Sans s’enflammer sur le potentiel de tout cela, signalons que les presets Bouzoukis, 12 cordes et Jazz Guitar sont plus des variations amusantes que des choses vraiment convaincantes à l’usage… Il n’y a pas de miracle : pour produire des équivalents crédibles de ces instruments, il faudra les modéliser un par un pour en tirer toutes les subtilités (et on croise les doigts bien forts pour que le projet KIVir de l’éditeur se penche sur les « protoguitares » dont regorgent les musées et tous les autres guitaroïdes : luths, sitar, ukulele, guitare portugaise, manouche, etc.). Ne vous dites donc pas que vous achetez avec ce Pianoteq 8 de quoi couvrir tous vos besoins en guitare virtuelle : vous avez là une très bonne guitare classique (à cordes nylon donc, sachant qu’il pourrait être intéressant d’émuler différents jeux de cordes pour passer de la Savarez Rouge à l’Augustine Bleue) et c’est déjà très bien !
Ceci étant dit, on pourra regretter le fait que Modartt ne pousse pas plus fermement son innovation comme il l’a fait sur Organteq. Il ne fait aucun doute en effet que cette guitare gagnerait en effet à disposer de sa propre interface, que ce soit pour faciliter la programmation (rien n’est disponible ici pour séquencer des parties de strumming ou d’arpèges comme chez certaines concurrents) ou adapter le vocabulaire à l’instrument. Parler de « Key release note », de « Mallet bounce » ou encore de « dampers » n’a rien de très intuitif dans le contexte d’une guitare, même si cela simplifie la donne pour les pianistes. Du coup, cette excellente guitare n’a sans doute pas l’écrin qu’elle mérite… Et on le pense d’autant plus que la très intéressantes fonction de morphing pour obtenir des pianos hybrides n’est pas des plus intéressantes lorsqu’on essaye de croiser piano et guitare… On se retrouve en effet souvent avec des instruments au son très faible, comme si les modèles se neutralisaient, comme si l’hybridation n’était pas féconde au sens darwinien du terme :
Même si au hasard des essais, il arrive de tomber sur des choses plus pertinentes :
Bref, on est face à un instrument déjà très intéressant mais qui promet bien plus encore et on espère sincèrement que Philippe Guillaume et son équipe auront à coeur d’explorer ce nouveau monde qui s’offre à eux et dont les défis sont ô combien nombreux mais passionnants ! On se prend à rêver de toutes sortes de guitares (folk, à résonateurs, électriques, etc.) et peut-être même un concurrent de poids pour Modobass, ses basses et ses contrebasses, qui sait… Voyez ce preset réalisé par un utilisateur montrant le potentiel du modèle sur ce plan :
Et puis, il s’agirait de ne pas l’oublier, Pianoteq c’est avant tout du piano…

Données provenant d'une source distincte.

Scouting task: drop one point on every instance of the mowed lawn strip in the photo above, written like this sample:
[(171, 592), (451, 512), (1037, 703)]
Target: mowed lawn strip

One piano to rule them all
Et du piano, il y en a ! Et du beau et du bon, avec quantité de modèles déclinés dans quantité de presets. Voici quelques exemples de ce qui est proposé sur la célèbre Pavane de Ravel :
- ravel-petrof(2)00:59
- ravel-bechstein00:59
- ravel-steinwaymodelD00:59
Sachant que la plupart sont déclinés dans deux modèles Felt, convaincants mais sans doute pas assez « cinématiques » pour l’emploi qu’on fait le plus souvent de ce registre aujourd’hui :
- Felt-SteinwayB00:59
- Felt-Blüthner00:59
Ça manque de poussière et d’ambiance dirons-nous face aux banques samplées et c’est un reproche qu’on pourrait plus largement adresser à Modartt, de se focaliser sur ses modèles de cordes quand le sound design relève d’une approche plus globale, où l’acoustique et la nature de chaque élément de la chaîne audio jusqu’aux grincements du tabouret de piano ont aussi droit de cité. La gestion de l’acoustique et du bruit comme des traitements audio, soit la prod au-delà du seul son de l’instrument, demeurent du coup probablement la partie où Pianoteq a la plus grande marge de progrès s’il veut élargir son public de pianistes focalisés sur les sensations de jeu brutes à celui, plus large, de ceux qui ont besoins de sons de piano un peu plus produits… Sachant que quantité de choses pourrait aussi se passer du côté de la synthèse comme on le voit sur les pianos samplés NextGen qui sortent en ce moment (Native Instruments Noire & Colors, Hammers + Waves, etc.)…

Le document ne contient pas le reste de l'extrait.